聖アンナベルク教会。戦後もドイツ語で礼拝が行われたという数少ない教会である。オーバーシュレージエンにある。またこの教会のある町は、ポーランド人とドイツ人の対立の歴史を象徴する町でもある。第一次大戦後のオーベーシュレージエンの領土帰属をめぐって行われた1921年の住民投票の結果、この地域はドイツに属することになった。それに反対するこの地域のポーランド住民がこの町で住民蜂起を起こしたのである。蜂起はドイツ人義勇兵の力で鎮圧された。しかし両民族集団の対立の記憶はその後も根強く残ることになった。1989年に(ベルリンの壁が穂解する直前、というよりちょうど崩壊するそのとき)ドイツのヘルムート・コール首相がポーランドを訪問したさい、この地を訪れ、ドイツ語のミサに出席するかどうかが政治問題となった。結局コールはこの町の訪問を断念し、その代わりにヴルツロフ近くのクライザウを訪れることにある。このクライザウは、1944年7月にヒットラー暗殺計画を図った軍人グループの根拠地として有名な町である。戦後ドイツの「歴史の記憶」をめぐる政治を、この一連の動きは典型的に示している。




シュレージエンの風景。農村地帯に並木道が続く。見る戦争直後の「追放Vertreibung」の写真でよくみる風景(ドイツ人被追放者たちが、馬車などで長い列をなして進んでいる背後に広がる風景)を、いまも髣髴とさせるところがある。今回のポーランド旅行は、そのほとんどをレンタカーで回った。レンタカーはハーツ、エイヴィスなどの巨大資本がちゃんと入っている。私が利用したのはハーツ。ガソリン代が高いのに驚いた。
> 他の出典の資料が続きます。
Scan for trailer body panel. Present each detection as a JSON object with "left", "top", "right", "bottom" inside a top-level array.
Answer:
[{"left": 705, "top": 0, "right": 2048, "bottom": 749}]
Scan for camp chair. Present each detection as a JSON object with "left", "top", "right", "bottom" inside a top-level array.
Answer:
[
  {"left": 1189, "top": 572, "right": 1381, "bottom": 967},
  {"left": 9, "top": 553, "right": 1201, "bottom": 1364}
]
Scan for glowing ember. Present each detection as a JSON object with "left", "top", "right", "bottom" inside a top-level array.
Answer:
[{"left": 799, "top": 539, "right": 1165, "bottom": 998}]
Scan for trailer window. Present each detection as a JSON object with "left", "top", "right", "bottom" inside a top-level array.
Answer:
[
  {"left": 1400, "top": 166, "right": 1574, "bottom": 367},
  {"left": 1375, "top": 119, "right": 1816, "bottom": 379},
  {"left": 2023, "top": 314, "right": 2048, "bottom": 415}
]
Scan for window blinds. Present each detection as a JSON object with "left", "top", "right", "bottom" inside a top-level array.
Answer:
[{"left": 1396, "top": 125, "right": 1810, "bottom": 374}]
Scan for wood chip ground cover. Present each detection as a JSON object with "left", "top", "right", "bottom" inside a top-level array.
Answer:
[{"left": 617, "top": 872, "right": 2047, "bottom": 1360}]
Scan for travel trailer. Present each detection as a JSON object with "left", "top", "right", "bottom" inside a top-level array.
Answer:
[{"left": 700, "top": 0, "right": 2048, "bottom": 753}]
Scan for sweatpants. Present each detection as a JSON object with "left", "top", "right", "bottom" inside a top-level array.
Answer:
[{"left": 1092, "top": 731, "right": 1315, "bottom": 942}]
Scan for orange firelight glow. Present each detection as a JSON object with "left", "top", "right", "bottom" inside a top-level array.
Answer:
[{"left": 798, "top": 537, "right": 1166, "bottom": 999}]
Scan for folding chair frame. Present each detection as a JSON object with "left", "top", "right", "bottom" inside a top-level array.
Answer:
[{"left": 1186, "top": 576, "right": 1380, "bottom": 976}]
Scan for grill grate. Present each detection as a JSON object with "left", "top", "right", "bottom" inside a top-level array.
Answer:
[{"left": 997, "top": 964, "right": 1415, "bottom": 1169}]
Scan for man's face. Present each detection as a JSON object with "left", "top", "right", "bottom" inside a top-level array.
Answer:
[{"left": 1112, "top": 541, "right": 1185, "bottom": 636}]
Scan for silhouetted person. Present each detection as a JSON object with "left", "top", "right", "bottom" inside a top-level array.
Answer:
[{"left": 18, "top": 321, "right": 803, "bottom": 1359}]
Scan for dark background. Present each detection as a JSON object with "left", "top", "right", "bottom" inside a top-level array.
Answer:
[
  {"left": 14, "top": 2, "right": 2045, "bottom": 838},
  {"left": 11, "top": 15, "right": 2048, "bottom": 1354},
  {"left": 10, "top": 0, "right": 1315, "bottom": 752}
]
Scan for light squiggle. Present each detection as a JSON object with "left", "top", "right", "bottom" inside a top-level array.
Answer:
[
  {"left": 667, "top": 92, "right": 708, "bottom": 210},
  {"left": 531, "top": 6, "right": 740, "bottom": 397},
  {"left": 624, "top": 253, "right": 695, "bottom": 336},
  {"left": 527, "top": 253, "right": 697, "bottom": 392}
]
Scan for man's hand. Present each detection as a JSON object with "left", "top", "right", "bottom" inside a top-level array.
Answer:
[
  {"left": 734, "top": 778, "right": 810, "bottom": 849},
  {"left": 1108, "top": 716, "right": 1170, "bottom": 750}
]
ポーランドとチェコとの国境(ズデーテン山脈)付近の保養地Karpacz。ここから登山やスキーで有名なRiesengebirge(ポーランド語でKarkonoszeと呼ばれている)に行ける。冬はスキー(少し上にSchneekoppeというスキー場がある)、夏は登山や保養のため多くの観光客が訪れている。この地には限らないにしても、この地で特にびっくりしたのはドイツ人観光客の多さである。その多くが、年齢層から見て(あるいは彼らのアトラクションから見て)被追放者たちのいわゆるノスタルジー・ツアーであろう。結果的に、今回シュレージエン地方をめぐって印象深かったのは、かつてのドイツの痕跡というより、現在におけるドイツ人観光客の多さであった。ただ、この有名な保養地にも、日本人はおろか黄色人種は訪れないようである。町をあるくと周りの人々からものめずらしく眺められたものである。ホテルでも「日本人のお客さんは初めてだ」といわれ、パスポートをしげしげと見ていた。




国境の町ゲリリッツ。ポーランドのEU加入が決まったとはいえ、まだ国境管理は厳しい。この町の住民はナイセ川を挟んで往来が自由だそうだが、外部者である私はこの町の中にさえ入れなかった。




ヴロツラフの駅。ここからベルリンまで電車。今は旧西側では見なくなったコンパートメント型の列車だった。




そして、ベルリンの州立図書館Staatsbibliothekに到着。ヴィム・ベンダースの映画『ベルリン天使の詩』の舞台になったところ。この向かい側は、有名なベルリンフィルの根拠地、フィルハーモニーである。今回はこの図書館に2週間ほど通いつめた。ちょうど今回の旅行が終わったあと、『ベルリン天使の詩』で主役の天使を演じたスイスの俳優ブルーノ・ガンツがヒットラーを演じた映画『Untergang』が封切られた。この映画は、ヨアヒム・フェストの著作をもとに、ドイツ降伏直前、ヒットラー最後の日々をあつかっている。残念ながら見ることはできなかったが、日本で公開されるのだろうか。